We are trying to find out whether people know how to get out of these, and find a much better space of
solutions by making one or several key changes and then refining these until a
better solution is found. Often making the big key change may initially make the score a lot worse, even though the score would eventually be a lot higher after some refinement. So in many ways this is harder, and also one of the key reasons why computers cannot really do anything to improve the score.

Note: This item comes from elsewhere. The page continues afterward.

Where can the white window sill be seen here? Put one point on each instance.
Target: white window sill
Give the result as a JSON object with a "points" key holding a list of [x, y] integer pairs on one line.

Also, since the score initially is already very high (the best the computer can get), the final solution is not going to be significantly higher than the starting position. In the Grand Challenge puzzles 100 or even 20 points makes a huge difference, a difference between a really good prediction and the many flawed ones that massive distributed computing efforts generate.
Also, one possible reason why the solutions may seem to require a lot of small tweaks at some point is that you may have reached a global solution (the native protein) to the puzzle and any subsequent tweaks are simply not possible. At least we hope that is one of the reasons ;)
So keep all this in mind as you tackle the Grand Challenges. They are harder, and every 10 point difference can make a huge impact. You're at the bleeding edge of the current state-of-the-art in protein structure prediction.
The New Grand Challenge
The release of "The New Challenge" puzzle signifies the start of a new sequence of puzzles aimed at determining the specific ways in which human puzzle solving can outperform best known automated methods. These puzzles are a result of the analysis of all game play results since we introduced the game in May. The puzzles we will be unrolling from now on are specifically selected to confirm certain hypothesis about the nature of problems where the collective "game brain" will outperform other search methods.
The CASP8 results showed us that protein exploration through foldit puzzles is a promising new paradigm for 3D structural exploration. It did not, however, point out the how and why people are able to get such good solutions. The "grand challenge" puzzles will hopefully provide that information. Should the results prove to be interesting, we will shortly afterward submit a research paper reporting our findings.
So let the Grand Challenge begin! We're counting on you.